The stock market has obviously taken a turn for the better since its first quarter lows. In early March the stock market fell to its lowest level in 12 years. While much could be said and written about how and why the market lost so much value so quickly, it is interesting to note how the stock market in its infinite resiliency always comes back.
Have you ever wondered why? Because, despite all the markets risk, negativity, and volatility the stock market remains one of the best investment vehicles available. Secondarily, the markets thrive on a foundational principle of business, supply and demand. Essentially there are always people on the sidelines looking to buy and there are always people looking to sell. Trying to find the best place to either buy or sell is what sustains the market and there is a significant number of traders on either side.

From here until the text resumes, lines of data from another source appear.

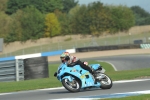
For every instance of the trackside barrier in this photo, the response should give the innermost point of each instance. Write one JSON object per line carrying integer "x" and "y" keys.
{"x": 145, "y": 46}
{"x": 13, "y": 69}
{"x": 111, "y": 47}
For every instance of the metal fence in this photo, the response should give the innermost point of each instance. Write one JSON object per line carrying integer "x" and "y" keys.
{"x": 93, "y": 41}
{"x": 12, "y": 70}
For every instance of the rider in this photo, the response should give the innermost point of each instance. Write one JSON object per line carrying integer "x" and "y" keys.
{"x": 72, "y": 60}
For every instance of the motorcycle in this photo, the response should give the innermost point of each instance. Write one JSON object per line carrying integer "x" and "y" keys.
{"x": 74, "y": 79}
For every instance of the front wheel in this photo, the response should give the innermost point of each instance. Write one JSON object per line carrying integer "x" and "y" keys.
{"x": 73, "y": 86}
{"x": 105, "y": 81}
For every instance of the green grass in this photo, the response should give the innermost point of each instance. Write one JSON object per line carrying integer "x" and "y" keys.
{"x": 140, "y": 97}
{"x": 53, "y": 82}
{"x": 68, "y": 43}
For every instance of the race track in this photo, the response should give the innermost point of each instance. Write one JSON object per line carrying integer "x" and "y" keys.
{"x": 128, "y": 62}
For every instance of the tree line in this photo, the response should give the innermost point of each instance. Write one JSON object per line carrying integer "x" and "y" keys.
{"x": 23, "y": 20}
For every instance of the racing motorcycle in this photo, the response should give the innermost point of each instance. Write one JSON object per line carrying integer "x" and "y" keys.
{"x": 74, "y": 79}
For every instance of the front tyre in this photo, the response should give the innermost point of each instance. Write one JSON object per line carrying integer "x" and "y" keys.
{"x": 106, "y": 82}
{"x": 73, "y": 86}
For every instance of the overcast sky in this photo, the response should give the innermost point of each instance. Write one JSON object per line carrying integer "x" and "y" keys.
{"x": 145, "y": 4}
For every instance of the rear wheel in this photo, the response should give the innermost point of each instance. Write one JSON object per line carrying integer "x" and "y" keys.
{"x": 105, "y": 81}
{"x": 73, "y": 86}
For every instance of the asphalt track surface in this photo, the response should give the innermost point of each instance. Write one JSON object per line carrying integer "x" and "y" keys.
{"x": 128, "y": 62}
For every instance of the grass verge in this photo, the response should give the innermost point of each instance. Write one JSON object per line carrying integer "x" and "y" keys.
{"x": 53, "y": 82}
{"x": 140, "y": 97}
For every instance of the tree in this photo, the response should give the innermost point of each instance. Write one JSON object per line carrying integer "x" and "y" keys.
{"x": 122, "y": 18}
{"x": 99, "y": 18}
{"x": 68, "y": 4}
{"x": 32, "y": 24}
{"x": 80, "y": 20}
{"x": 52, "y": 25}
{"x": 3, "y": 4}
{"x": 5, "y": 22}
{"x": 44, "y": 6}
{"x": 141, "y": 16}
{"x": 14, "y": 5}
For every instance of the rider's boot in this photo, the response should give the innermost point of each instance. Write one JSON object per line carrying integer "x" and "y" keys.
{"x": 94, "y": 75}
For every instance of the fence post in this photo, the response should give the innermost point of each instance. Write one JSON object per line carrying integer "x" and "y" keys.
{"x": 17, "y": 70}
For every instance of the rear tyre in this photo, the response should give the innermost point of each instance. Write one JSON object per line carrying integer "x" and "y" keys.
{"x": 73, "y": 86}
{"x": 106, "y": 82}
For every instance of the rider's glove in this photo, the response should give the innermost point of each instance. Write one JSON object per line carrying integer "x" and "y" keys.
{"x": 55, "y": 74}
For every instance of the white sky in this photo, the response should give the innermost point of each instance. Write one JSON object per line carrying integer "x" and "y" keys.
{"x": 145, "y": 4}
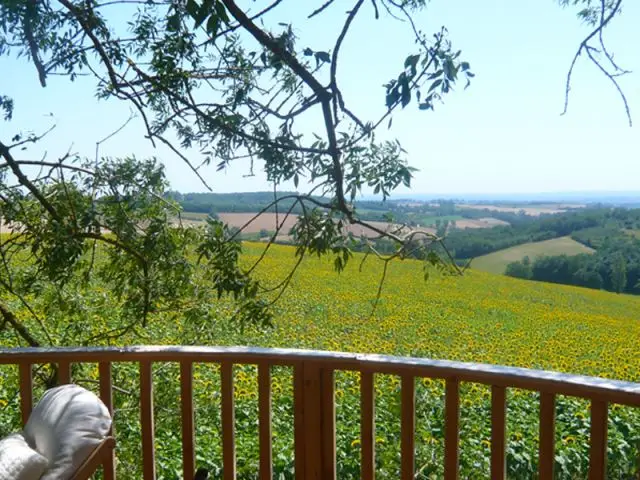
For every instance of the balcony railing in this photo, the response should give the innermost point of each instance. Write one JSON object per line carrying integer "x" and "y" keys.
{"x": 314, "y": 403}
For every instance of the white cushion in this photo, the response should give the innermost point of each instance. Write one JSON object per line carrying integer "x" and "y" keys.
{"x": 66, "y": 426}
{"x": 18, "y": 461}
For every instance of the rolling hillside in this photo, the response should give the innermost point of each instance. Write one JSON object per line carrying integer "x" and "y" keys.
{"x": 496, "y": 262}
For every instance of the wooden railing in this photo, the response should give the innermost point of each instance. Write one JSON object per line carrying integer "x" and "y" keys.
{"x": 314, "y": 406}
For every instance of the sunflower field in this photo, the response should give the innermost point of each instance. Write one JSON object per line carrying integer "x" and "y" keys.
{"x": 477, "y": 317}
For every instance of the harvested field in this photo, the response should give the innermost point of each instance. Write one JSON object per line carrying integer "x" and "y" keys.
{"x": 486, "y": 222}
{"x": 266, "y": 221}
{"x": 534, "y": 211}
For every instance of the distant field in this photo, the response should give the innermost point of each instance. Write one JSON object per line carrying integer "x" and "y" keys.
{"x": 534, "y": 210}
{"x": 486, "y": 222}
{"x": 496, "y": 262}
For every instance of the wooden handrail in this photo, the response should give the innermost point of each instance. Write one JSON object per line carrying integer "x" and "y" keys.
{"x": 314, "y": 403}
{"x": 614, "y": 391}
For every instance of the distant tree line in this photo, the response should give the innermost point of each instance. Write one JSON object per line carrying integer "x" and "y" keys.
{"x": 597, "y": 223}
{"x": 615, "y": 267}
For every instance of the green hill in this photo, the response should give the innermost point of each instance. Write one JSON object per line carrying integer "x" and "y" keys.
{"x": 496, "y": 262}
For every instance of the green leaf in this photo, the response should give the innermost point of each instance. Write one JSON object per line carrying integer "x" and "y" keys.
{"x": 221, "y": 12}
{"x": 323, "y": 56}
{"x": 212, "y": 25}
{"x": 203, "y": 12}
{"x": 435, "y": 85}
{"x": 192, "y": 8}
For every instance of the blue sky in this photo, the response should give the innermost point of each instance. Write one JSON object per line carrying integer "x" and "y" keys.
{"x": 504, "y": 134}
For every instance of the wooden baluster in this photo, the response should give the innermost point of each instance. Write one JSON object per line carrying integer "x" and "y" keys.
{"x": 299, "y": 421}
{"x": 188, "y": 435}
{"x": 546, "y": 456}
{"x": 498, "y": 432}
{"x": 367, "y": 426}
{"x": 264, "y": 414}
{"x": 146, "y": 420}
{"x": 328, "y": 411}
{"x": 106, "y": 395}
{"x": 407, "y": 428}
{"x": 451, "y": 428}
{"x": 228, "y": 422}
{"x": 598, "y": 451}
{"x": 26, "y": 391}
{"x": 312, "y": 422}
{"x": 64, "y": 372}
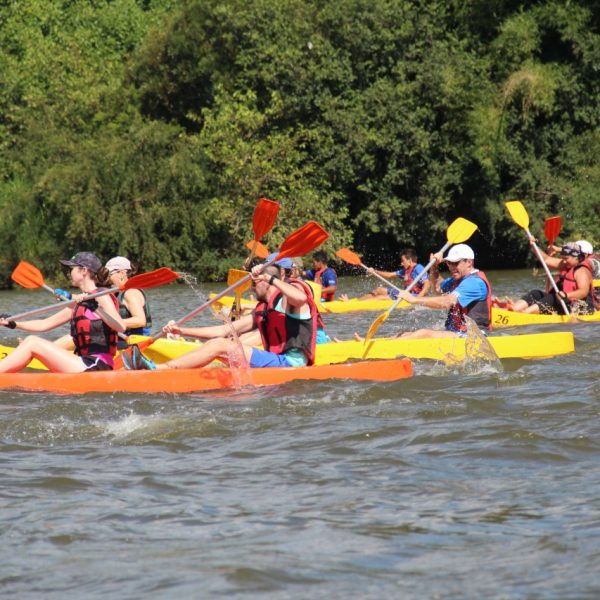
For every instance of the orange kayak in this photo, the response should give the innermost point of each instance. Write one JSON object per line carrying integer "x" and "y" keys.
{"x": 198, "y": 380}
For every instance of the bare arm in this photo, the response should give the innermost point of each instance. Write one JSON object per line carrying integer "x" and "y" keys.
{"x": 40, "y": 325}
{"x": 240, "y": 326}
{"x": 443, "y": 302}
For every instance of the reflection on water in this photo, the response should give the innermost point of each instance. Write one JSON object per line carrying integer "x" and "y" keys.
{"x": 474, "y": 479}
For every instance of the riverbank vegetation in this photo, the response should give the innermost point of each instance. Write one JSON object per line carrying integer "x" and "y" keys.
{"x": 151, "y": 127}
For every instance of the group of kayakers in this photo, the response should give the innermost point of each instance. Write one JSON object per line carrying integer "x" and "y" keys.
{"x": 286, "y": 319}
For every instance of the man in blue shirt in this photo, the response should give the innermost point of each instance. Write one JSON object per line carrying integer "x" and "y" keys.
{"x": 466, "y": 292}
{"x": 323, "y": 274}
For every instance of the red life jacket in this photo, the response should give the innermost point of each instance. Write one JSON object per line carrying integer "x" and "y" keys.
{"x": 567, "y": 282}
{"x": 417, "y": 289}
{"x": 328, "y": 297}
{"x": 480, "y": 311}
{"x": 90, "y": 333}
{"x": 280, "y": 332}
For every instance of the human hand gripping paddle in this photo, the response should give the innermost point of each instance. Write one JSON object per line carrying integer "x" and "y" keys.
{"x": 30, "y": 277}
{"x": 521, "y": 218}
{"x": 302, "y": 241}
{"x": 460, "y": 230}
{"x": 353, "y": 259}
{"x": 148, "y": 280}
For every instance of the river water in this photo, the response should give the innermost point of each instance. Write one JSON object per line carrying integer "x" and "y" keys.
{"x": 461, "y": 482}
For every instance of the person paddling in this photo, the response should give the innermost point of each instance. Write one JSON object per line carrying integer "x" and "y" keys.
{"x": 466, "y": 292}
{"x": 574, "y": 283}
{"x": 410, "y": 269}
{"x": 323, "y": 274}
{"x": 94, "y": 326}
{"x": 286, "y": 317}
{"x": 133, "y": 303}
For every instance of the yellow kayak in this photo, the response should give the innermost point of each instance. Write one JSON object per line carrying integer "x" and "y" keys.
{"x": 508, "y": 318}
{"x": 539, "y": 345}
{"x": 335, "y": 306}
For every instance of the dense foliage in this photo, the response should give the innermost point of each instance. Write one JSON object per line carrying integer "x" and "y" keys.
{"x": 151, "y": 127}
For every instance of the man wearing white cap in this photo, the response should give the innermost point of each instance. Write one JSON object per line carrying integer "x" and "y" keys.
{"x": 133, "y": 304}
{"x": 588, "y": 250}
{"x": 466, "y": 292}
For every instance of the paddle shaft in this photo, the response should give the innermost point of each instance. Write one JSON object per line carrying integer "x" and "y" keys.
{"x": 548, "y": 274}
{"x": 51, "y": 307}
{"x": 208, "y": 303}
{"x": 420, "y": 275}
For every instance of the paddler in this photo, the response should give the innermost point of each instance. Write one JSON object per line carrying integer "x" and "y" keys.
{"x": 466, "y": 292}
{"x": 286, "y": 317}
{"x": 133, "y": 303}
{"x": 574, "y": 283}
{"x": 323, "y": 274}
{"x": 410, "y": 269}
{"x": 94, "y": 326}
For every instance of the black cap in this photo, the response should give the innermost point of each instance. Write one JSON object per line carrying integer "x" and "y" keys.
{"x": 84, "y": 259}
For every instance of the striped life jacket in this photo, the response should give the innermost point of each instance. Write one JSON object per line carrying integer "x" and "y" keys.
{"x": 125, "y": 314}
{"x": 91, "y": 335}
{"x": 280, "y": 332}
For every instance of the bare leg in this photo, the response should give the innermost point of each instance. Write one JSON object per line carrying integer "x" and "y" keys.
{"x": 55, "y": 358}
{"x": 215, "y": 348}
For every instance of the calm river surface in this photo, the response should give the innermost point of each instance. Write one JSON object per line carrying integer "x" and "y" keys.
{"x": 459, "y": 483}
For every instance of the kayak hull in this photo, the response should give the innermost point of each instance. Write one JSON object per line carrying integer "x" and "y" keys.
{"x": 200, "y": 380}
{"x": 334, "y": 307}
{"x": 541, "y": 345}
{"x": 508, "y": 318}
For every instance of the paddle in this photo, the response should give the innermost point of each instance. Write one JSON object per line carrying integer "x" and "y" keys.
{"x": 353, "y": 259}
{"x": 30, "y": 277}
{"x": 260, "y": 250}
{"x": 460, "y": 230}
{"x": 552, "y": 226}
{"x": 521, "y": 218}
{"x": 233, "y": 276}
{"x": 144, "y": 281}
{"x": 263, "y": 220}
{"x": 302, "y": 241}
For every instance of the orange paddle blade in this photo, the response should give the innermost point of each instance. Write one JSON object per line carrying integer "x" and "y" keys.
{"x": 259, "y": 249}
{"x": 552, "y": 226}
{"x": 151, "y": 279}
{"x": 264, "y": 217}
{"x": 302, "y": 241}
{"x": 27, "y": 275}
{"x": 348, "y": 256}
{"x": 234, "y": 275}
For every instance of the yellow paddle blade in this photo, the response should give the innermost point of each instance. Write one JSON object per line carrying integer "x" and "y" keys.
{"x": 460, "y": 230}
{"x": 518, "y": 213}
{"x": 234, "y": 275}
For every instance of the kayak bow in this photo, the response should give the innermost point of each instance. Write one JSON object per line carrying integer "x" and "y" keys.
{"x": 199, "y": 380}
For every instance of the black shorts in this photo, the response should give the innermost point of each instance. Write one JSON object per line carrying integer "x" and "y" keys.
{"x": 93, "y": 363}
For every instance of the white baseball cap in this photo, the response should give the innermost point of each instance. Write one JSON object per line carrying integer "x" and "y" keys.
{"x": 586, "y": 247}
{"x": 118, "y": 263}
{"x": 460, "y": 252}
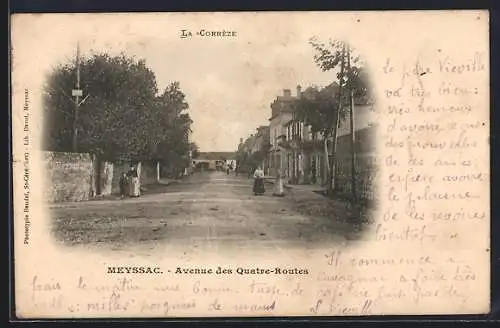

No matter your position in a given market you will always be looking for a place to either enter or exit the market. Let’s assume that you did not hold a big position in any stocks during the downtrend of the last two years. This investor is looking to capitalize on lower prices and a potential for bigger gains. Now to be sure there is nothing in any economic data that suggest that the market is in store for a long-term recovery. Yet the market sustains itself with investors trying to find a bottom to the market.
Now take a look at the investor who did hold a sizable position in a recent downturn. This investor either sold or held his positions as the market continued its decline. What motive does this investor have? This investor is seeking to regain a position once held or trying to recover from a loss taken from selling on the way down. Again, the market will rise based on demand. This example applies to traders who buy long positions in stocks, but could easily be applied to short sellers.
No matter if you are trading long or short, options trading , trading currencies, mutual funds, ETF’s or anything in between supply and demand is what controls everything.